President Obama ignited controversy when he named empathy as a necessary quality in a supreme-court judge. Wendy Long, legal counsel to the Judicial Confirmation Network and former clerk to Justice Clarence Thomas, said, “Lady Justice doesn’t have empathy for anyone. She rules strictly based upon the law and that’s really the only way that our system can function properly under the Constitution.” Sen. Lindsay Graham (R-S.C.) referred to empathy as “touchy-feely stuff.” Sen. Jon Kyl (R-Ariz.) asked Sonia Sotomayor during the hearings, “Have you always been able to have a legal basis for decisions you have rendered and not rely on extralegal concepts such as empathy?”

Long, Graham, and Kyl understand empathy as an uprising of emotion that is irrelevant – even harmful – to sound reasoning and the application of justice. I see empathy as the capacity to understand the world from another’s perspective, part of what Daniel Goleman refers to as emotional intelligence. Empathic reasoning recognizes that others are human like us, thereby shedding light on the facts and making sound judgment more likely.

The concern about empathy reflects a long tradition of valuing rationality, and the Enlightenment’s imperative to overcome instincts, passions, and emotions through exercising reason. This exclusive focus on reason applies across the board: to moral theory, to the law, to professional conduct, and to our assessment of our own choices and decisions.

But is it true that we make better decisions without emotions? Antonio Damasio, in Descartes’ Error, provides a startling answer. Damasio examined the rare people who have lost their prefrontal lobes and the capacity to have emotions. While usually capable of impeccable and intelligent reasoning, such people are unable to make any decisions. Without the capacity to feel, to be guided by their emotions, these individuals become entirely dependent on the kindness of their families for navigating even the simplest daily choices. We can reason our way to most decisions, but without our emotions we lose the moral and practical compass for making sound ones.

Perhaps the goal is not so much overcoming emotions, but determining which emotions can support us in making sound decisions and in living a decent, moral human life. If so, then empathy would be a clear candidate. Let’s look, for example, at the role of empathy in sustaining or preventing violence.

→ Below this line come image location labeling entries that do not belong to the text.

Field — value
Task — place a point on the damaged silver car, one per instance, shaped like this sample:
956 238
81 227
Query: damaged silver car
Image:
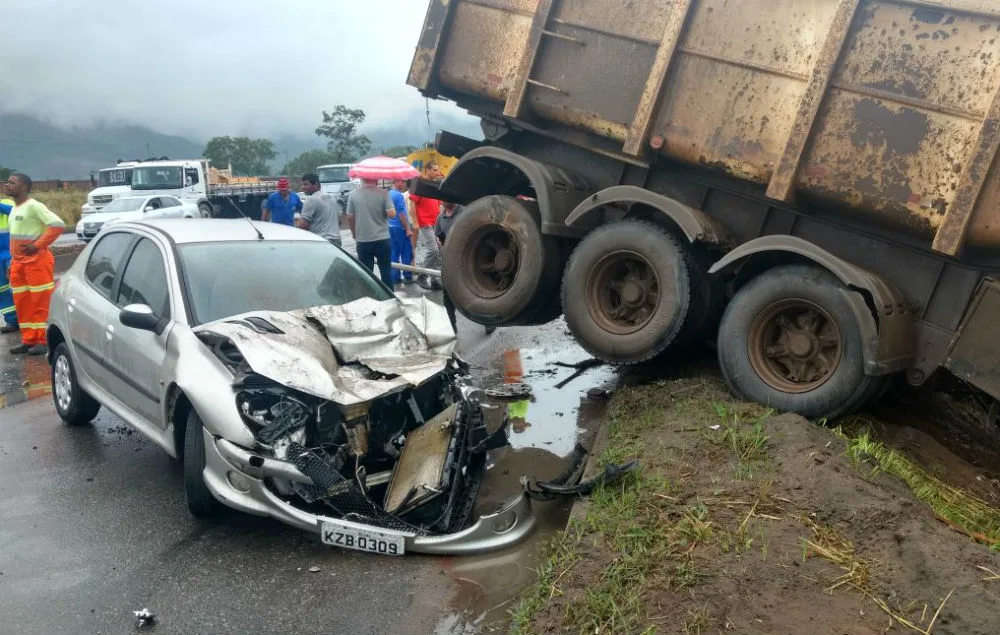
289 381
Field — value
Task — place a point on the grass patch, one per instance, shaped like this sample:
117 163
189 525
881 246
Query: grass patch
65 203
741 428
960 509
562 558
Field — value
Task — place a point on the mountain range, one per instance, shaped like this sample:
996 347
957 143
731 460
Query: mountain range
45 150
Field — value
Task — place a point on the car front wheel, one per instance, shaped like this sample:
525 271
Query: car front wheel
201 502
75 407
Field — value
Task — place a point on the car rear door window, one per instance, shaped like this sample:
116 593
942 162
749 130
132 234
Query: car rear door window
106 260
145 280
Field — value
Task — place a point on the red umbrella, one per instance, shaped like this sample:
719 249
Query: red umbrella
383 168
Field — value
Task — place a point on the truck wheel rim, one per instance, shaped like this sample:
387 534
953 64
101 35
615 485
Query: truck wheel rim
623 293
63 386
493 260
795 346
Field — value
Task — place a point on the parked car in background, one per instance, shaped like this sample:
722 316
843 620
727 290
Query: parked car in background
328 404
134 208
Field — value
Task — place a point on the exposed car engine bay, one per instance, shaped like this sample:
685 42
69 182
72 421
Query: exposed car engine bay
363 413
390 463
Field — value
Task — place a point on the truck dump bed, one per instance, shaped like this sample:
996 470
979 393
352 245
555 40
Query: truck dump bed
886 110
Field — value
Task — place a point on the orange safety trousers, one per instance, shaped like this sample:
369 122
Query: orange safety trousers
32 280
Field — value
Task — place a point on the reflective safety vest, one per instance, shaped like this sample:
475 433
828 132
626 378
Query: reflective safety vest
5 206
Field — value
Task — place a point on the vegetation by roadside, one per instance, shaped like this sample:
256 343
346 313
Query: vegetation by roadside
65 203
743 521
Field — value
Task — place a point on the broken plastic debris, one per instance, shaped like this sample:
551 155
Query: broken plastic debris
509 391
143 618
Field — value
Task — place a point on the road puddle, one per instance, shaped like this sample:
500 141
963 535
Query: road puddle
543 431
23 379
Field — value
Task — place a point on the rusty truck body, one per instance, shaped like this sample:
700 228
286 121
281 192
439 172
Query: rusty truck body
811 184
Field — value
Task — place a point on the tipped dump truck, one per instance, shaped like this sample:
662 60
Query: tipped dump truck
811 184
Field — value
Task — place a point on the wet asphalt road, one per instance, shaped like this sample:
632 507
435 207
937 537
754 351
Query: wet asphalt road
93 524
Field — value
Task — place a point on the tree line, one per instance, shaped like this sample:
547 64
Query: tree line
345 144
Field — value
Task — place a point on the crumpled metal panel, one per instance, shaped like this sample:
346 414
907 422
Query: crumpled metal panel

Within the modern worldview, violence is seen as a failure to curb passions and act rationally. My own studies, however, bring me to see violence more as a failure to experience empathy. Modern rationality, with its efficiency and impersonalism, creates conditions that make it more likely for people to ignore empathy, and has thus made possible violence on a previously unknown scale. Indeed, a brief exploration of an admittedly extreme example – mass violence in Nazi Germany – can provide some insight into the significance of empathy.

In Modernity and the Holocaust, Zygmunt Bauman describes the Holocaust as a uniquely modern phenomenon rather than an eruption of irrational forces. He writes: “Mass destruction was accompanied not by the uproar of emotions, but the dead silence of unconcern.” “The Holocaust did not just, mysteriously, avoid clash with the social norms and institutions of modernity. It was these norms and institutions that made the Holocaust feasible.” Essentially, when people focus more on doing a good job and following orders than on the impact of their actions, their innate capacity for empathy ceases to function as a moral compass that guides moral action.

We don’t need to focus on extreme cases to recognize the essential role of empathy in our society. Empathy is necessary not only for Supreme Court Justices; it is vital for members of Congress, teachers, doctors, police officers, business owners, workers, parents, and children. It is the lifeblood of a vibrant democratic society. Undoubtedly the founders of this country could not have written the document our Supreme Court is entrusted with interpreting without a healthy dose of it themselves.

The gift of empathy is that it integrates mind and heart in the very same act as it brings together self and other. When we ignore care and empathy, we pay an enormous price in the form of depression, apathy, victimization, and anger on an individual level, and crime, neglect, alienation, bullying, even war, on a societal level. When we cultivate care and empathy, not only does our emotional health improve, but also our vision, hope for the future, and the capacity, both individually and collectively, to act as moral agents in addressing the enormous challenges facing us today.